If your child was recently charged with a crime, you might be wondering what happens next. In the state of New Jersey, crimes committed by minors are handled by the Juvenile Justice Commission (JJC). While this may sound intimidating, bear in mind that we are still dealing with children.Yes, actions need consequences, which we tend to think of when dealing with adults. The justice system serves justice for wrongdoings. When we’re talking about kids, the JJC takes a multidimensional approach.

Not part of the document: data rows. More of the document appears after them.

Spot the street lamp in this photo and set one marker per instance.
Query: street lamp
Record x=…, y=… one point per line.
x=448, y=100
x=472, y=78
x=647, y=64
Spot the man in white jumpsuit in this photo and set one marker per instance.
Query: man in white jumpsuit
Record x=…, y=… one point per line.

Care, Custody, and Rehabilitation
While some crimes committed by juveniles can face sentenced detention times, that’s not the case for most offenses. New Jersey JJC takes the approach of correcting what went wrong. The goal here is to stop the behavior and prevent future occurrences.JJC uses services and supervision to provide help and rehabilitation for minors. This system is much less about punishment and much more about aid. Depending on the nature of the crime, services can include:
- Community service
- Treatment services
- Counseling or substance abuse rehabilitation
- Work or vocational programs
While the above services are ordered to help the minor child find better-coping skills, or become more productive, some of the outcomes from JJC can still have consequences. They might also face:
- Loss of driving privileges
- Recompense for loses
Navigating the JJC system
If your child has had a recent encounter with the legal system and you’re now wondering what happens, you might want to get involved with the process. While its goal is rehabilitation, JJC can have lasting consequences for repeat or serious offenses. If you’re already involved with JJC and feel like there is little forward movement, you have options. Seek out the advice of advocates or get familiar with your parental rights to ensure current behavior doesn’t predict future outcomes.